Saturday, September 22, 2012

Follow-Up--And Fall-out--From the Floor

The last post was about the work done to repair the kitchen floor framing.  I have ended up doing more on it since that writing (with a lot of paying work in between, which is why I didn't report this sooner).

Because of the condition the original linoleum was in, we had to give up on it.  Torn places, splits (nailed down, in the middle of the room).  And the 1/2"  plywood underlayment beneath it felt spongy.  Once the linoleum was scraped off, we saw why it felt like that--years of any water that got on the floor puddling in the sag had caused the plywood layers to separate, as well as rusting a lot of the nails.  I ended up peeling off the layers of the plywood in the kitchen, the back entry, and the half bath between the kitchen and the front corner bedroom.

That left the original board subfloor.  Construction methods of 1950 called for framing the floor, then putting diagonal 1x6 boards across the joists for the subfloor.  This was not high-quality lumber; since it would not show once the finish floor was laid, they used #3 grade, the lowest used in construction.

In the 1950s the use of plywood subfloor material displaced the old board subfloor.  And even though carpenters are a conservative bunch (many seem to try to spend their entire career doing things the way they learned to when they started out) they adopted the plywood system pretty quickly, because it was safer for them.  No. 3 lumber can include large knots in the boards, and if someone steps on these knots, especially when carrying something heavy, the board can break at that point.  Some of the older carpenters ended up with scars up and down their legs from breaking through those old board subfloors while the house was being completed.

And this board subfloor had not been helped by the years of puddling water above, and several years of water in the basement below.  There were rotten boards under the sink, broken boards in various places in the kitchen.

I couldn't remove the entire subfloor, because it runs under the walls, outside walls as well as inside.  But I marked lines on the two joists closest to the back wall and the opposite wall, and set lines about two inches out from the other two walls.  I repeated this for the bathroom and the back entry.  Next step was to work along the lines removing any nails in the path of the cut with a cat's paw and hammer to pull them up, and end nippers to pull them out.  Then I set the depth of cut on my power saw to about 7/8", slightly more than the thickness of the boards, (the cut line is barely a scratch on the top of a 10" deep joist, and because of unevenness in the boards often even less than that.).  I went around the room cutting the lines.

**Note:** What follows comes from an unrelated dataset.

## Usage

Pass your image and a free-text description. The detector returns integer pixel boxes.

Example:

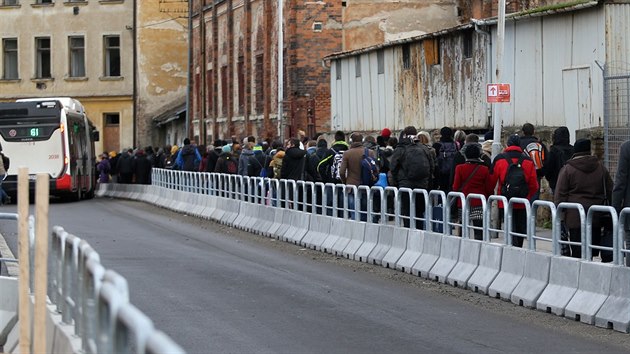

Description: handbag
[560,222,571,257]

By the way, as a safety precaution I was using scrap plywood pieces as a work platform while I did this, to keep from going through the floor myself.  If I had to walk across the room, I tried to always step on a joist location, not on the boards between.  One of our friends had come over to see the place and didn't see why I thought I needed to replace the subfloor--until he stepped on a weak spot and felt it crumple underfoot.  He wasn't hurt, but after that he understood.  It's a bad feeling when you step down and the floor cracks under your feet.  And when you're busy working and thinking about what you're doing, it's hard to remember to only step down on the joists.

So I peeled out the boards with cat's paw and nippers, finished the cuts in the corners with chisel and handsaw when I had to, and as soon as I had a large enough area, I put down the first sheet of 3/4" plywood.  Because of the old wood joists I used decking screws, 2-1/2" long, to put down the plywood.  The screws hold better than nails, and with it all down there is no hint of a squeak from any of the new floor.

I did have one unpleasant surprise when I took out the old boards.  I had sistered new joists onto two of the old floor joists as part of the jacking work.  Now I found one more, between those two, that had cracked from the stress of jacking, even though I had taken it slowly.  And this was not a lengthwise split, but a vertical break in the joist about 8" to one side of the beam, starting at the top and ending about 2" from the bottom edge.  It had happened when I jacked the floor, but I didn't see it from below--partly because of the temporary lighting I was using was shining on it from below, but partly because the crack was widest at the top of the joist.  Effectively, that joist was no longer a 2x10, it was now a 2x2!  (That's why you have to be careful about cutting into framing members--a cut can reduce the effective size of the joist.)  The upper portion of the joist was now only along for the ride, it could no longer give any structural support to the floor.  So, another trip to the lumber yard for joists to sister alongside it as I had the others.

So we now have solid flooring in these areas, a firm platform for the rest of the work to be done.